Texts / Śivasaṃhitā / Verse 4.67

Śivasaṃhitā 4.67

Caturthaḥ paṭalaḥ — Mudrā

Sanskrit text

सिद्धायां योनिमुद्रायां किं न सिद्ध्यति भूतले । बन्धस्यास्य प्रसादेन गगने विजितानिलः ।

Transliteration

siddhāyāṃ yonimudrāyāṃ kiṃ na siddhyati bhūtale | bandhasyāsya prasādena gagane vijitānilaḥ |

Translation

When the Yonimudrā is perfected, what is there in this world that cannot be attained? By the grace of this bandha the yogi conquers the wind in the celestial space.

Commentary

Yonimudrā — the great seal that contains energy at the uterine source of creation — reappears here as the culmination of the achievements of perfected Mūlabandha. The rhetorical question kiṃ na siddhyati is the third time it appears in the chapter (after verses 4.43 and 4.62), functioning as a doctrinal refrain sealing each section with the same affirmation of omnipotence.
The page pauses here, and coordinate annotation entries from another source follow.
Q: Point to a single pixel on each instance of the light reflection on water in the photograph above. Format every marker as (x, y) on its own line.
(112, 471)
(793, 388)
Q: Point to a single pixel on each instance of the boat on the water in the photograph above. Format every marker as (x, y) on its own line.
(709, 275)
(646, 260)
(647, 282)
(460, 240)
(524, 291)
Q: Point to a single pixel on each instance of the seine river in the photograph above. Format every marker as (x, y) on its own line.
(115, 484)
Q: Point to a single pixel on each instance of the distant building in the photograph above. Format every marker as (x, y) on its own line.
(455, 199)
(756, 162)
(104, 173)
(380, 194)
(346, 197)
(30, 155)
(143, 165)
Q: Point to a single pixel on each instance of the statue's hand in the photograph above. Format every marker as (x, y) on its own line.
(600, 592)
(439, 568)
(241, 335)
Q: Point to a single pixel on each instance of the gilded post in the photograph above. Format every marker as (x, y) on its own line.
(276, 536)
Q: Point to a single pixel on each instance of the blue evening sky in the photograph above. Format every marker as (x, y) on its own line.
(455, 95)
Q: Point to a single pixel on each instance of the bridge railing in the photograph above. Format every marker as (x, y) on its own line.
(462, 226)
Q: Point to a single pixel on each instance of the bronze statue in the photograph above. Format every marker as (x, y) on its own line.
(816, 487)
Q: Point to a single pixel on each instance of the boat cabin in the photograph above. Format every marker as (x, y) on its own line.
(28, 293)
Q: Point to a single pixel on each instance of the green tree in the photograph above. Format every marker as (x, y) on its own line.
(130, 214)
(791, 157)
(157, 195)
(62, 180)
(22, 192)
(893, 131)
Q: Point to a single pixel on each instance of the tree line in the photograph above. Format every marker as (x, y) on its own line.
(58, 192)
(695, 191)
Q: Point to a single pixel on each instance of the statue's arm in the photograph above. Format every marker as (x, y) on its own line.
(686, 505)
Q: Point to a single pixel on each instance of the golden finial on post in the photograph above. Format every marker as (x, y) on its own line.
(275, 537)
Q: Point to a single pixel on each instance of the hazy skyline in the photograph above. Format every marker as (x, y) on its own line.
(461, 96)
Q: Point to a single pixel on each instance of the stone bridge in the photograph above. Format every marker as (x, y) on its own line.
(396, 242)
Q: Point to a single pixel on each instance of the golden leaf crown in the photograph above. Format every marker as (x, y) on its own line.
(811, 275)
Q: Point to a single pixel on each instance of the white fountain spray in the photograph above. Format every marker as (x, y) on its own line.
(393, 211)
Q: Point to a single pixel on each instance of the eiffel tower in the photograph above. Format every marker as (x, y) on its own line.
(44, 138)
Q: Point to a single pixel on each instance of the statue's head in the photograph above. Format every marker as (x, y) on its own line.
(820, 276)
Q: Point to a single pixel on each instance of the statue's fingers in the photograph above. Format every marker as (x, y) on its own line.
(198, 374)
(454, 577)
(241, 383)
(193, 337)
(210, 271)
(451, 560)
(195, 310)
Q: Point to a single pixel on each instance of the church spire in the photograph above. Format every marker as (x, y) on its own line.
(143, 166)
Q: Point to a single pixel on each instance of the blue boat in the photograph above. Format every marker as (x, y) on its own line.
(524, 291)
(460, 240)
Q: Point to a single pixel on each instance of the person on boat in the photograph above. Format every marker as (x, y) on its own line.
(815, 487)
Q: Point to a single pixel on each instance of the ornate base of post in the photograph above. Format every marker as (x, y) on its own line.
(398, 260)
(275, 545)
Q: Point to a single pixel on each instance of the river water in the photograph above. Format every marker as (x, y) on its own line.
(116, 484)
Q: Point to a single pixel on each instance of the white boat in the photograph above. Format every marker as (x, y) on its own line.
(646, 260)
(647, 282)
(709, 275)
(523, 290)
Prasāda — ‘grace, clarity, serenity’ — is a technically charged term: it is not merely the ‘favor’ of the bandha but its essential effect, the transparency that the technique produces in the subtle body when functioning optimally. Prasāda also describes the food offering that returns from the altar after having been presented to the deity: the bandha offers energy upward and receives back its purified effect.
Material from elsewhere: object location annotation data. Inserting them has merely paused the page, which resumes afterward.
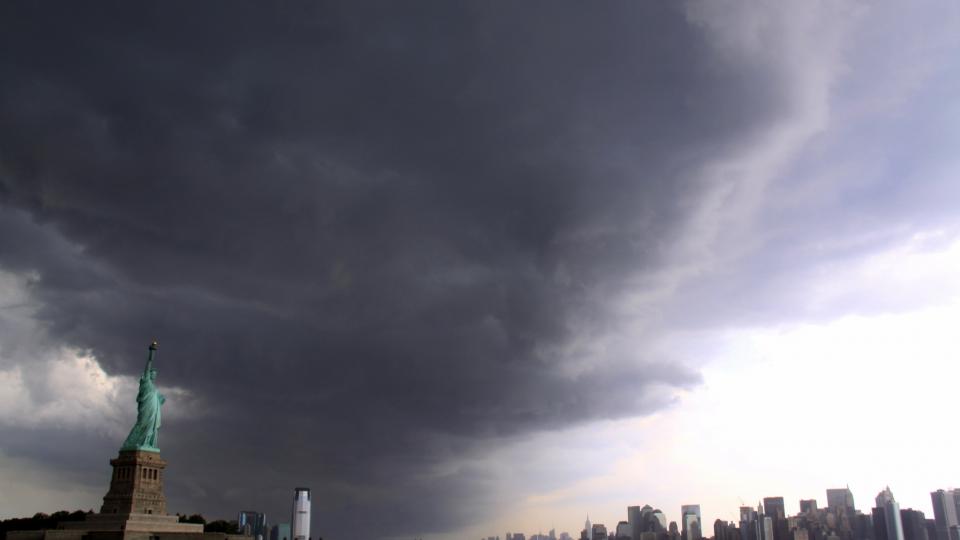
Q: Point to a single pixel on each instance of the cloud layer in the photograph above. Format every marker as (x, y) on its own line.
(377, 240)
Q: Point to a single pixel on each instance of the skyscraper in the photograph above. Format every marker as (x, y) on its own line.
(633, 518)
(300, 523)
(773, 507)
(890, 510)
(839, 499)
(944, 512)
(253, 524)
(690, 516)
(914, 525)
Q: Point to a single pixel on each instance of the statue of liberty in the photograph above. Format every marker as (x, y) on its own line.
(143, 436)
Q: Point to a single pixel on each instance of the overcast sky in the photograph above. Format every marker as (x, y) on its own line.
(469, 268)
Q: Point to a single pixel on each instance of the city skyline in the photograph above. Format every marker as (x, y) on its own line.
(465, 267)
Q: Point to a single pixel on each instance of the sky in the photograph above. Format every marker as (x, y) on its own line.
(465, 268)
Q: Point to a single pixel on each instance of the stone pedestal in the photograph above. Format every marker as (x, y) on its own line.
(135, 501)
(136, 486)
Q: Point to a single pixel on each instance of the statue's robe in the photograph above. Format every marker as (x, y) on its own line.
(144, 432)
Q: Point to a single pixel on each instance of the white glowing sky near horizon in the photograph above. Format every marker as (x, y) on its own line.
(791, 410)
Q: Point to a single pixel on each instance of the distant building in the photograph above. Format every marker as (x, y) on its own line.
(300, 522)
(914, 525)
(767, 528)
(253, 524)
(840, 499)
(280, 531)
(889, 511)
(945, 513)
(691, 522)
(773, 507)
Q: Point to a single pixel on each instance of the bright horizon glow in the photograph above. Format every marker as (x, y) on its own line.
(789, 411)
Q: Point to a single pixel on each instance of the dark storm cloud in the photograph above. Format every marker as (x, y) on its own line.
(365, 235)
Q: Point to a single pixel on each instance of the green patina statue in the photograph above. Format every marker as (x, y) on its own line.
(143, 436)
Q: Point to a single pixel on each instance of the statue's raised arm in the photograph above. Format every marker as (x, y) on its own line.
(143, 436)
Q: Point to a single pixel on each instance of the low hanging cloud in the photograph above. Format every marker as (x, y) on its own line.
(374, 240)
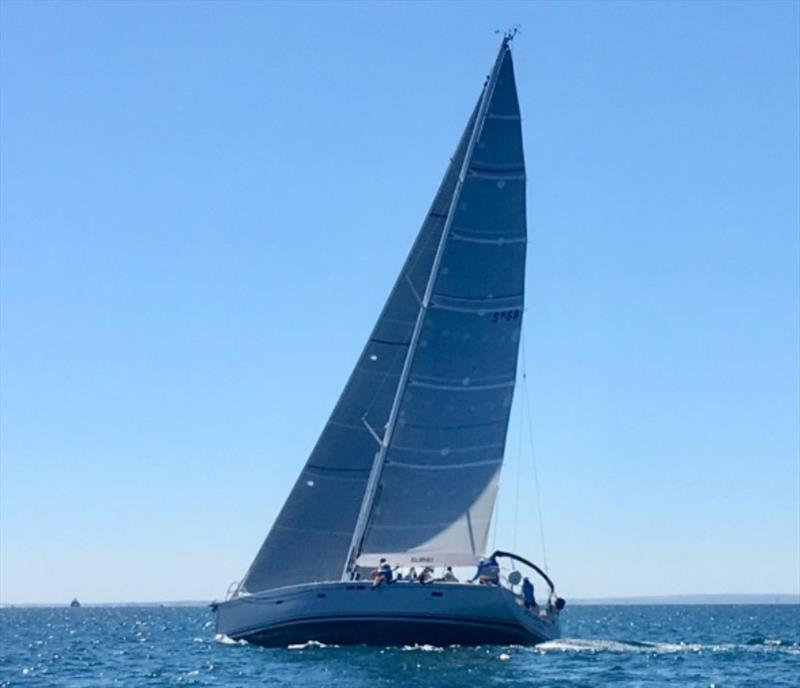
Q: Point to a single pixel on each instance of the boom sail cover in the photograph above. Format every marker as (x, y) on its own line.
(447, 369)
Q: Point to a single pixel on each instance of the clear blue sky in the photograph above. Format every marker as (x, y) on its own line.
(203, 208)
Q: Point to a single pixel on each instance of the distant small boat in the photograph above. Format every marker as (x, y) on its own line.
(407, 468)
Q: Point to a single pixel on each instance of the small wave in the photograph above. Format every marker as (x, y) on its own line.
(633, 646)
(308, 645)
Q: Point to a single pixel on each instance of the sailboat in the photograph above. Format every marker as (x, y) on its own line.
(407, 467)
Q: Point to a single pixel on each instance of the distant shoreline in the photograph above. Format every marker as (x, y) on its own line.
(649, 600)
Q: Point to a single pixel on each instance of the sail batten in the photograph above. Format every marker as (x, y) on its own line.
(435, 379)
(437, 487)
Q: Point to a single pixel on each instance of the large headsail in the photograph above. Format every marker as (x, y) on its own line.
(311, 538)
(440, 468)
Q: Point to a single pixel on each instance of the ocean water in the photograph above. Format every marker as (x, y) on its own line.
(722, 646)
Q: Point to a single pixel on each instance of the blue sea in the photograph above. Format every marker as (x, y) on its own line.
(722, 646)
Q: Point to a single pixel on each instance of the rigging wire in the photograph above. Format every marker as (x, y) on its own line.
(527, 404)
(519, 472)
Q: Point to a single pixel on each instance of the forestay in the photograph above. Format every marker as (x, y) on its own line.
(311, 538)
(441, 469)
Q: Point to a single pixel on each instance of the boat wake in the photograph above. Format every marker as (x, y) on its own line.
(309, 645)
(632, 646)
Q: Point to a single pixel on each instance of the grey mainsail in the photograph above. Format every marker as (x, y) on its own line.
(310, 540)
(409, 461)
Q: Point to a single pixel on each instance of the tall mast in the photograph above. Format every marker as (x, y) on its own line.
(380, 458)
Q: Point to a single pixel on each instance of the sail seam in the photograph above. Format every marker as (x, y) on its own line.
(447, 451)
(502, 241)
(462, 387)
(444, 467)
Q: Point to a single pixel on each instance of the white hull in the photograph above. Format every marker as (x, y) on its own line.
(402, 613)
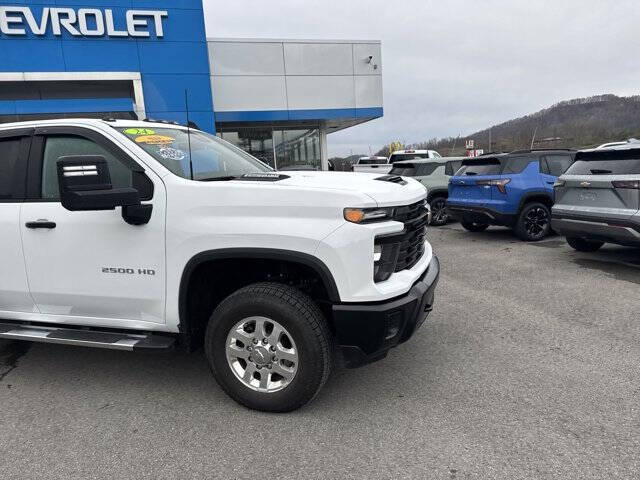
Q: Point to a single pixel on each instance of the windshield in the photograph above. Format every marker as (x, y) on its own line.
(398, 157)
(211, 157)
(372, 161)
(489, 168)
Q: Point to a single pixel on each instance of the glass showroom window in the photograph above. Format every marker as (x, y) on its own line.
(255, 141)
(295, 148)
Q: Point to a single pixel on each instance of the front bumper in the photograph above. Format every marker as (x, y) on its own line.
(599, 229)
(366, 331)
(482, 215)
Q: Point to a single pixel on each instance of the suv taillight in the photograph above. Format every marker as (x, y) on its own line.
(634, 184)
(500, 183)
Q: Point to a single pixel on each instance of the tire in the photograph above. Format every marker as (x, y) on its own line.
(305, 336)
(473, 226)
(439, 215)
(583, 245)
(534, 222)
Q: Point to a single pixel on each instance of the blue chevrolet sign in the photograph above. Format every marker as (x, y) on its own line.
(163, 43)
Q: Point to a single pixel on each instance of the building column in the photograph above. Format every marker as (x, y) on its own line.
(324, 154)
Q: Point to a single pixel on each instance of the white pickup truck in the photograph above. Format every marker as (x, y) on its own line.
(371, 165)
(382, 165)
(139, 236)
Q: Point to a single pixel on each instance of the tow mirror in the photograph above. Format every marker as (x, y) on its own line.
(85, 184)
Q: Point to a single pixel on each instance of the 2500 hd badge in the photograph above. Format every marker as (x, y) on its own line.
(129, 271)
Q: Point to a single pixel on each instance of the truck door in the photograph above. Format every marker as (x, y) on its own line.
(551, 167)
(14, 289)
(91, 267)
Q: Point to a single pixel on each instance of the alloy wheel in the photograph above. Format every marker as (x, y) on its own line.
(262, 354)
(439, 212)
(536, 222)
Gagane vijitānilaḥ — ‘one who has conquered the wind in the celestial space’ — describes the siddhi of control over vāyu, the fifth great cosmic force. The ‘celestial space’ (gagana) can be interpreted on three levels: the physical space of the sky, the interior space of the body (the bodily cavities), and the cidākāśa (the space of consciousness). Conquering the wind in celestial space means stabilizing prāṇa in the subtlest planes of experience, transcending the ordinary movement of the mind conditioned by breathing.